Seu amigo, Oumaima Amallah, acrescentou: “Apesar de todos os problemas políticos e históricos, muçulmanos, árabes e africanos se amam e são como irmãos e irmãs e todos estão felizes por nós, como se estivessem felizes por sua própria nação”.
Foi quase poético que o Marrocos tenha derrubado dois de seus ex-colonizadores, Espanha e Portugal, e enfrentado de igual para igual com um terceiro, a França. Mas qualquer acerto de contas era feito com educação, com respeito.
Os torcedores que falavam com a CNN sempre elogiavam o Catar por sediar a Copa do Mundo e expressavam gratidão e agradecimento por trazê-la para a região.
E embora tenha havido surpresa, até mesmo clamor em alguns meios de comunicação, quando as vending machines da Budweiser foram retiradas dos saguões do estádio na véspera do torneio, alguém sentiu mesmo falta do álcool?
Certamente, muitos com quem conversamos, incluindo o ex-jogador que se tornou locutor Ally McCoist, concordaram que a atmosfera entre a multidão era muito mais agradável como resultado.
Observamos os seguranças nos estádios pedindo respeitosamente aos torcedores argentinos sem camisa que se cobrissem, gesticulando humildemente com as palmas das mãos fechadas no peito. Os costumes locais foram seguidos e as culturas trocadas. O mar de humanidade que fluiu de cada estádio para a estação de metrô passou por uma série de músicos e dançarinos.
O que antes poderia ser descrito como um choque cultural parecia mais um intercâmbio cultural aqui no Catar.
“Devemos ter a mente aberta”, disse outro torcedor marroquino, David Hamriri, engenheiro que atualmente trabalha na Europa. “Sou muito rico, culturalmente, porque tenho a mente aberta.
“Temos emoções”, continuou ele, “temos muitos conflitos no mundo.

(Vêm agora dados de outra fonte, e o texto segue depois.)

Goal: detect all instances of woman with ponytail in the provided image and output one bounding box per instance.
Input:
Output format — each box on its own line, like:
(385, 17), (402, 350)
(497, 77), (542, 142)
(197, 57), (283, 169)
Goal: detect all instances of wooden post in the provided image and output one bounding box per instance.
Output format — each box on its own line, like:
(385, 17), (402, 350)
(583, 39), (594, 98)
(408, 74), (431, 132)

Mas quando gostamos de futebol, esquecemos esse problema. Esquecemos a crise econômica e voltamos à origem. Um valor de humanidade, partilhado entre a sociedade ocidental e a oriental. Acho incrível.”

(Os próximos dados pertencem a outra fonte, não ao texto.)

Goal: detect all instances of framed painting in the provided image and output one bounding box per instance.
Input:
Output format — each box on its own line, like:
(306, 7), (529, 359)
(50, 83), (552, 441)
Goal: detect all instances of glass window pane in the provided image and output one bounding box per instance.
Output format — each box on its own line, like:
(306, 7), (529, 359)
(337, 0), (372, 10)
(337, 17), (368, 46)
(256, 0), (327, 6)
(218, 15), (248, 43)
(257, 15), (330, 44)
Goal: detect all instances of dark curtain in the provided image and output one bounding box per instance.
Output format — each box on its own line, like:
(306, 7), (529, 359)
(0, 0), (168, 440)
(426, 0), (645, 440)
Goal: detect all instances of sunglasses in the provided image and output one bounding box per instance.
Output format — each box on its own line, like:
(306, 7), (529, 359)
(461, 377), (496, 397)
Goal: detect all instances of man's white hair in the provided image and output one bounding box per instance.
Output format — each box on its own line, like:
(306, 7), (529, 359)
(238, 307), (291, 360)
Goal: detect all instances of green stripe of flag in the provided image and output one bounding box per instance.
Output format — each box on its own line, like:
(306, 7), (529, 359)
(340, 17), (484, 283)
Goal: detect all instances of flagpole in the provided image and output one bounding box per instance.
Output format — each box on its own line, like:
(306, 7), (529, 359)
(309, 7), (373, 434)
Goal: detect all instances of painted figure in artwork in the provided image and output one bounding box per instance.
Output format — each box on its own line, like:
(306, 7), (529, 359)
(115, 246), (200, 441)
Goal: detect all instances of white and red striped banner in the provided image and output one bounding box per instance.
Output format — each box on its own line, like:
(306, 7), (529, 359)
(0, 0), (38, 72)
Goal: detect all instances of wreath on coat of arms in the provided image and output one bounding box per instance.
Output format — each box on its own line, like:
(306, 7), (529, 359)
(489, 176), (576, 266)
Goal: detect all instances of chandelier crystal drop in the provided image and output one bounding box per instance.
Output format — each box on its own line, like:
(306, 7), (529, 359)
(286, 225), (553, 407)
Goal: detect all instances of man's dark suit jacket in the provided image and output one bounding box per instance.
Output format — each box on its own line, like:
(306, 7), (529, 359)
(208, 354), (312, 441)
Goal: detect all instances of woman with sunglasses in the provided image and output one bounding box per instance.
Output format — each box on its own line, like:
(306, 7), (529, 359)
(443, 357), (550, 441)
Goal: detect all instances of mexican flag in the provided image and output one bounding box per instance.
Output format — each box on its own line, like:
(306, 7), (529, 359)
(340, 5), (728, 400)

Os fãs com quem a CNN conversou estavam deixando o Catar com lembranças positivas de suas experiências.
O torcedor da Inglaterra, Theo Ogden, que compareceu a todos os 64 jogos do torneio, disse à CNN: “As pessoas disseram que você não poderia sediar no deserto, e eles provaram que estavam errados.
“Eles têm sido tão receptivos. Você não encontrará um fã aqui que diga que eles se divertiram muito, e é porque eles são muito hospitaleiros. Eu não acho que isso é falado o suficiente.”
Ogden só poderia ter tentado sua façanha nesta Copa do Mundo, onde cada estádio estava a apenas uma viagem de metrô ou táxi.
A massa terrestre da Copa do Mundo de 2026 será quase 2.000 vezes maior nos EUA, México e Canadá. O Catar conseguiu transformar o jogo mais popular do mundo em algo muito menor, e isso foi ainda melhor.
Dos resultados em campo, à experiência no terreno. O Catar 2022 foi memorável.
Mas não podemos esquecer que houve membros da comunidade do futebol que recusou-se a viajar para cá, Fãs LGBTQ que sentiram que não era seguro apoiar seus times por causa das leis do Estado do Golfo. A homossexualidade é ilegal no Catar e punível com até três anos de prisão.
Os direitos LGBTQ foram uma questão que não iria desaparecer durante o torneio, pois também surgiram relatos de oficiais de segurança pedindo às pessoas que removessem itens de roupa com as cores do arco-íris – um símbolo do orgulho LGBTQ.
A decisão da FIFA de ameaçar com sanções qualquer jogador que use um uniforme Braçadeira “OneLove”, que apresenta um coração contendo cores diferentes para promover a inclusão, criou uma cisão entre o órgão regulador do esporte e as sete nações europeias cujos capitães planejavam usá-lo.
As melhores fotos da Copa do Mundo de 2022
Dois trabalhadores migrantes morreram durante esta Copa do Mundo – John Njue Kibue, de 24 anos, do Quênia, que supostamente caiu durante o serviço no Estádio Lusail, no Catar, e outro trabalhador que morreu no resort usado pela Arábia Saudita durante a fase de grupos.
E é difícil verificar quantos trabalhadores migrantes morreram em decorrência do trabalho realizado em projetos ligados ao torneio.
O futebol foi envolvente, sim, o ambiente durante estas quatro semanas inebriante, mas para alguns este torneio teve um custo e isso não deve ser esquecido.